Do not limit your questions to the HOA. Think of all the questions that they will have as a new resident to start living a comfortable life and answer them.
Essential HOA forms
There can be many instances in the life of an HOA member when he needs to fill out a form to execute something. For example:
- Violations appeal
- Compliance issue
- Architectural submission
- Entry access request
- Board member application
- Fee waiver request
- Tenant registration
- Maintenance requests, etc.
Include a form for all these and more, if there are, and preferably make them available online too. In case you do not have the facility to submit these documents online, do mention how they should be sending you the respective forms.
Latest HOA Newsletter
An HOA newsletter is an important tool for various purposes:
- To foster a feeling of community
- Keeping the members on the same page
- Keeping the community active, etc.
Also, it makes the experience of living in your HOA come alive. So, make sure to include the latest copy in your welcome packet.
A welcome gift (optional)
Not all HOAs are the same, there are big, professionally run communities, there are self-managed associations, manufactured housing communities, etc.

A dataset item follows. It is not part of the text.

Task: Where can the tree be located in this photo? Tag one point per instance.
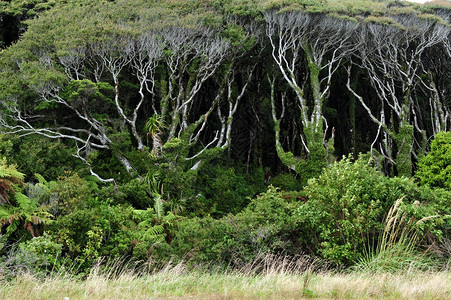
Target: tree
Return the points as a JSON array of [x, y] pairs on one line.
[[9, 176], [308, 50], [392, 54]]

And depending upon what kind of community you are and what budgets you have, you may or may not decide to include a welcome gift as part of your welcome to the new members.
If you decide to include it, however, some good ideas are:
- A gift certificate to a nearby restaurant
- Ready to cook food packets
- Garden ornaments
- Cleaning supplies
- Snack basket, etc.
In fact, even if you have a very limited budget, do consider including a welcome token like a card, a desk plant, a can of cookies, and even a bottle of sanitizer!

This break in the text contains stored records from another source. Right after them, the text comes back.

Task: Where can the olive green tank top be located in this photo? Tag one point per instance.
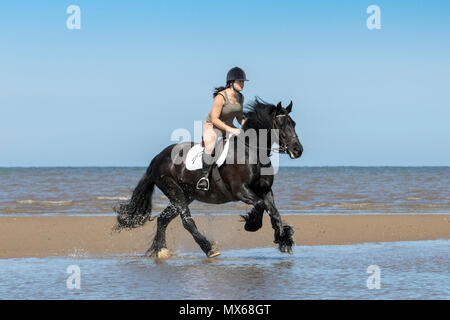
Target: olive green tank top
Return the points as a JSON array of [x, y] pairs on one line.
[[229, 110]]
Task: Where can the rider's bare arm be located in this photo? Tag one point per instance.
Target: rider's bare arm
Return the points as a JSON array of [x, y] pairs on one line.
[[240, 116], [215, 114]]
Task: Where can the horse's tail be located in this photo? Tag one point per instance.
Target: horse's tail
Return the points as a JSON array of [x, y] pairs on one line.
[[137, 210]]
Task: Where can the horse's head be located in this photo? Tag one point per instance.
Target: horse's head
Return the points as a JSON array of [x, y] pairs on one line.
[[288, 139], [263, 115]]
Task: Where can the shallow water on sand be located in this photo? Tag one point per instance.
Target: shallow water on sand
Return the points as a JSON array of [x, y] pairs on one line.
[[408, 270], [303, 190]]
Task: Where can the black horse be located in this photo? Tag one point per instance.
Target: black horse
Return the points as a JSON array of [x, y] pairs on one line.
[[241, 180]]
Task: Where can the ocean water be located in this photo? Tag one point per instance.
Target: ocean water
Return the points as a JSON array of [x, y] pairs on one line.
[[301, 190], [404, 270]]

So, now that we know that the welcome letter is an essential part of the HOA welcome packet, here is how to write a perfect one.
How do I Write a Perfect HOA Welcome Letter?
#1. Try to handwrite it
Yeah yeah, it may sound a little far-fetched, but handwritten letters scream ‘class’. They do not take much time once you have all the content together and give an extremely personal touch.
On the contrary, a typed letter may just give a very run-of-the-mill feeling with a much lesser sense of personalization.
#2. Make it personal and human
A good welcome letter sounds like it is written by a human being for a human being. So first and foremost, address the homeowner by name, not by a common designation.
And while words like congratulations and thank you are common, paint a picture of them like this:
The Beachwalk HOA draws references from real-HOA situations and talks about meeting the new residents in the coming days while walking down the streets, at the pool, or at a community activity. In doing so, they bring the HOA to life by talking in a rather visual manner.
#3. Keep a friendly yet professional tone
If you keep the tone of the welcome letter too casual, the members may not take the association seriously for the professional body that it is. And if you keep it too professional, you run the risk of sounding authoritative and rigid.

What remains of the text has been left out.